The neuroprotective effect of YaoYi-moxibustion on ischemic stroke by attenuating NK-κB expression in rats.

Background: Traditional Chinese medicine (TCM) has become a crucial direction for ischemic stroke treatment. This study sought to explore the underlying roles of YaoYi-moxibustion (YY-moxi) in ischemic stroke.
Methods: A total of 75 Sprague-Dawley rats were randomly divided into the following 5 groups: (I) the sham-operated group; (II) the middle cerebral artery occlusion model (MCAO) group; (III) the YY-moxi group; (IV) the antioxidant (N-acetylcysteine, NAC) group; and (V) the NAC + YY-moxi group. After the model had been established, the NAC group received intracerebroventricular injections of NAC, the YY-moxi group received YY-moxi, and the NAC + YY-moxi group received a combination of these 2 interventions. The neurological deficit score was confirmed, and the cerebral infarction was examined by triphenyl tetrazolium chloride (TTC) staining. In the ischemia site of stroke, terminal deoxynucleotidyl transferase-mediated Dutp nick end labeling staining was applied to examine the apoptotic cells. Additionally, the apoptosis-associated genes and protein expressions in the ischemic brains were investigated by the reverse transcription quantitative real-time polymerase chain reaction (RT-qPCR), immunohistochemistry, and western blot analysis.
Results: YY-moxi alone and YY-moxi combined with NAC significantly reduced the neurological scores and cerebral infarction area of the MCAO rats. Additionally, YY-moxi alone and the combined application of YY-moxi and NAC improved the pathological status of ischemic brain tissues. Further, we found that YY-moxi alone and YY-moxi in combination with NAC could enhanced the antioxidation ability and reduced the inflammatory response of the MCAO model rats. We also proved that YY-moxi alone and YY-moxi combined with NAC significantly suppressed apoptosis-related proteins in the MCAO model rats. Conclusions: These findings indicate that YY-moxi exerts a protective effect on cerebral ischemic injury by reducing apoptosis. The study suggests that the mechanism may be related to its downregulating the expression of nuclear factor kappa B (NK-κB). 2022 Annals of Translational Medicine. All rights reserved.

Introduction

Stroke is a common health problem with high morbidity and mortality worldwide (1). According to the World Health Organization, 15 million new strokes occur each year, and 70% of them result in disability or even death (2). Ischemic stroke is the most common type of stroke, and accounts for about 80% of strokes (3). According to research, the pathological mechanisms of ischemic stroke mainly include arterial stenosis occlusion and arterial embolism, which are manifested as the clinicopathological process of local brain tissue hypoxia ischemia and nerve necrosis (4).

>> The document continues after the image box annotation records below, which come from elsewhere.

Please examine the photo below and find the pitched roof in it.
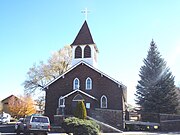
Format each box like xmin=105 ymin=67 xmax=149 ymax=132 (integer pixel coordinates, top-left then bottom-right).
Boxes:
xmin=71 ymin=21 xmax=95 ymax=45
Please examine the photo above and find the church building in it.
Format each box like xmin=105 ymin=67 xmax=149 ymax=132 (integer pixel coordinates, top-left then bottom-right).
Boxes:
xmin=44 ymin=21 xmax=127 ymax=129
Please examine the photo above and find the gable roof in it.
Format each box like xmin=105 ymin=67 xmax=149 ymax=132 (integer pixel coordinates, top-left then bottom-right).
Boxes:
xmin=43 ymin=60 xmax=127 ymax=89
xmin=61 ymin=89 xmax=97 ymax=100
xmin=71 ymin=21 xmax=95 ymax=45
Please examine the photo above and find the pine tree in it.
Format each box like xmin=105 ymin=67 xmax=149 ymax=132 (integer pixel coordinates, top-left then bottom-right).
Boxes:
xmin=135 ymin=40 xmax=178 ymax=113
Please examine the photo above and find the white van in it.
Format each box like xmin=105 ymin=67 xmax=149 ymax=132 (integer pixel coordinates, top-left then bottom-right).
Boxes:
xmin=15 ymin=115 xmax=50 ymax=135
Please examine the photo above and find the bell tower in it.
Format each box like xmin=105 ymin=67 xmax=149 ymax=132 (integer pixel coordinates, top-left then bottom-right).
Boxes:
xmin=71 ymin=21 xmax=98 ymax=67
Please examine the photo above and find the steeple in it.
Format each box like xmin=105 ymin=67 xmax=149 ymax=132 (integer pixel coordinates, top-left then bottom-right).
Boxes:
xmin=71 ymin=21 xmax=94 ymax=45
xmin=71 ymin=21 xmax=98 ymax=67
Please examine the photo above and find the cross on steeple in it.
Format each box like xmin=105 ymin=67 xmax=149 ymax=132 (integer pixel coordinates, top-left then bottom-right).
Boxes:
xmin=81 ymin=8 xmax=90 ymax=21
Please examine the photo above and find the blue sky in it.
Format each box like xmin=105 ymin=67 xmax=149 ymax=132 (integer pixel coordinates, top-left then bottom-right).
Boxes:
xmin=0 ymin=0 xmax=180 ymax=103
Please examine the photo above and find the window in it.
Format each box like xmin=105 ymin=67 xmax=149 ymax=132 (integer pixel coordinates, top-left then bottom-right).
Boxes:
xmin=73 ymin=78 xmax=80 ymax=90
xmin=101 ymin=95 xmax=107 ymax=108
xmin=86 ymin=103 xmax=91 ymax=109
xmin=84 ymin=45 xmax=91 ymax=58
xmin=59 ymin=97 xmax=65 ymax=107
xmin=86 ymin=77 xmax=92 ymax=90
xmin=72 ymin=94 xmax=84 ymax=101
xmin=75 ymin=46 xmax=82 ymax=58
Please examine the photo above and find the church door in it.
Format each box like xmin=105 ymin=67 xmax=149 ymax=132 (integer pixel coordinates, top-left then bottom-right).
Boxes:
xmin=72 ymin=94 xmax=84 ymax=113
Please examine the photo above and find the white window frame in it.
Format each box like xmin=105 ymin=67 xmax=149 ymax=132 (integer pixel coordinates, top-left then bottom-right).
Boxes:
xmin=73 ymin=78 xmax=80 ymax=90
xmin=59 ymin=97 xmax=65 ymax=107
xmin=86 ymin=77 xmax=92 ymax=90
xmin=86 ymin=103 xmax=91 ymax=109
xmin=101 ymin=95 xmax=107 ymax=108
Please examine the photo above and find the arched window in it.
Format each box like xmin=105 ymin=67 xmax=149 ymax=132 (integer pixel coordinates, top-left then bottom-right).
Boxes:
xmin=86 ymin=77 xmax=92 ymax=90
xmin=72 ymin=94 xmax=84 ymax=101
xmin=84 ymin=45 xmax=91 ymax=58
xmin=75 ymin=46 xmax=82 ymax=58
xmin=101 ymin=95 xmax=107 ymax=108
xmin=59 ymin=97 xmax=65 ymax=107
xmin=73 ymin=78 xmax=80 ymax=90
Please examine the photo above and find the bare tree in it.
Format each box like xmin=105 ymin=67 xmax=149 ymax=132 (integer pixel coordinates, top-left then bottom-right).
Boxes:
xmin=23 ymin=45 xmax=72 ymax=93
xmin=8 ymin=95 xmax=36 ymax=118
xmin=0 ymin=101 xmax=3 ymax=113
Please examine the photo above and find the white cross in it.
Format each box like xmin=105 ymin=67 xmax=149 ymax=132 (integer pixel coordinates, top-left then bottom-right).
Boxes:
xmin=81 ymin=8 xmax=90 ymax=21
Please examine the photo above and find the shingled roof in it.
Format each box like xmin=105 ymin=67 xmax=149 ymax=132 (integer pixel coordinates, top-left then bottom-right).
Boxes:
xmin=71 ymin=21 xmax=95 ymax=45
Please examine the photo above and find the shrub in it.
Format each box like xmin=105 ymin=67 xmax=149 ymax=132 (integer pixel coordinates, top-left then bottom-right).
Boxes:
xmin=74 ymin=101 xmax=87 ymax=119
xmin=62 ymin=117 xmax=100 ymax=135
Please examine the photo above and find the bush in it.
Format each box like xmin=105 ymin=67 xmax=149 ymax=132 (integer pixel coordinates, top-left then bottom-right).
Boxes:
xmin=74 ymin=101 xmax=87 ymax=119
xmin=62 ymin=117 xmax=100 ymax=135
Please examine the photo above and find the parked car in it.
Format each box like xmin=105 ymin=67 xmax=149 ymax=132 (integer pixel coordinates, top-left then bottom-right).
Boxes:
xmin=15 ymin=118 xmax=24 ymax=134
xmin=15 ymin=115 xmax=50 ymax=135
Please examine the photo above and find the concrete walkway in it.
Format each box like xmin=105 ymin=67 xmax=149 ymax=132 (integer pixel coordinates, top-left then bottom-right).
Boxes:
xmin=50 ymin=132 xmax=180 ymax=135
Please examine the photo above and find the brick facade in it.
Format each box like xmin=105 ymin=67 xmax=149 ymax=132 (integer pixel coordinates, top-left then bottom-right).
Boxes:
xmin=45 ymin=63 xmax=124 ymax=122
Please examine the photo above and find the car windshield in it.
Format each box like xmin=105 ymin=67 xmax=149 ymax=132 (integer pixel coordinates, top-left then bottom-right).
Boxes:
xmin=32 ymin=117 xmax=49 ymax=123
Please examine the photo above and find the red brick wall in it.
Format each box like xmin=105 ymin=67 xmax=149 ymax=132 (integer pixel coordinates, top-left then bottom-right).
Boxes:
xmin=45 ymin=64 xmax=123 ymax=120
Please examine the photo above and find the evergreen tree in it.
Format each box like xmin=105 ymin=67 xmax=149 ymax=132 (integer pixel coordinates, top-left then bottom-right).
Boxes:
xmin=135 ymin=40 xmax=178 ymax=113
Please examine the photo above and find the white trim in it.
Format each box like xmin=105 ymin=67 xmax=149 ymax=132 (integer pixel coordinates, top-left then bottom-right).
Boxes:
xmin=72 ymin=94 xmax=84 ymax=101
xmin=86 ymin=77 xmax=92 ymax=90
xmin=62 ymin=90 xmax=97 ymax=100
xmin=73 ymin=78 xmax=80 ymax=90
xmin=43 ymin=61 xmax=127 ymax=89
xmin=101 ymin=95 xmax=107 ymax=108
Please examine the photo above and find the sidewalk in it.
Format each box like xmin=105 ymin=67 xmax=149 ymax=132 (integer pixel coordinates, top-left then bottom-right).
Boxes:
xmin=50 ymin=132 xmax=180 ymax=135
xmin=50 ymin=132 xmax=180 ymax=135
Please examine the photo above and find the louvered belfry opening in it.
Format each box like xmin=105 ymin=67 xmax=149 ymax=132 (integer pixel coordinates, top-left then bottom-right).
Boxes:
xmin=75 ymin=46 xmax=82 ymax=58
xmin=84 ymin=45 xmax=91 ymax=58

At present, stroke unit, intravenous thrombolysis, and interventional therapy have greatly improved the clinical effect of treatments on ischemic stroke (5,6). In addition, Western medicine can restore the blood supply of brain tissue to some extent by anti-platelet aggregation, plaque stabilization, and other treatments (7,8). However, the efficacy of these treatments is not entirely satisfactory in patients with severe ischemic stroke. For example, thrombolytic therapy is only applicable to a few patients, and reperfusion after thrombolysis may also aggravate cerebral ischemia reperfusion injury. Western medicine may cause a large number of adverse reactions, such as gastrointestinal stress ulcer bleeding, and liver and kidney function damage (9,10). In in-vitro and in-vivo experiments, traditional Chinese medicine (TCM) preparations have been proven to supplement the blood flow to the neovascularization of the brain after stroke, promote nerve growth, and improve the neurological function of animal models and patients (11,12). Thus, effective TCM that can be used in the treatment of ischemic stroke urgently needs to be identified.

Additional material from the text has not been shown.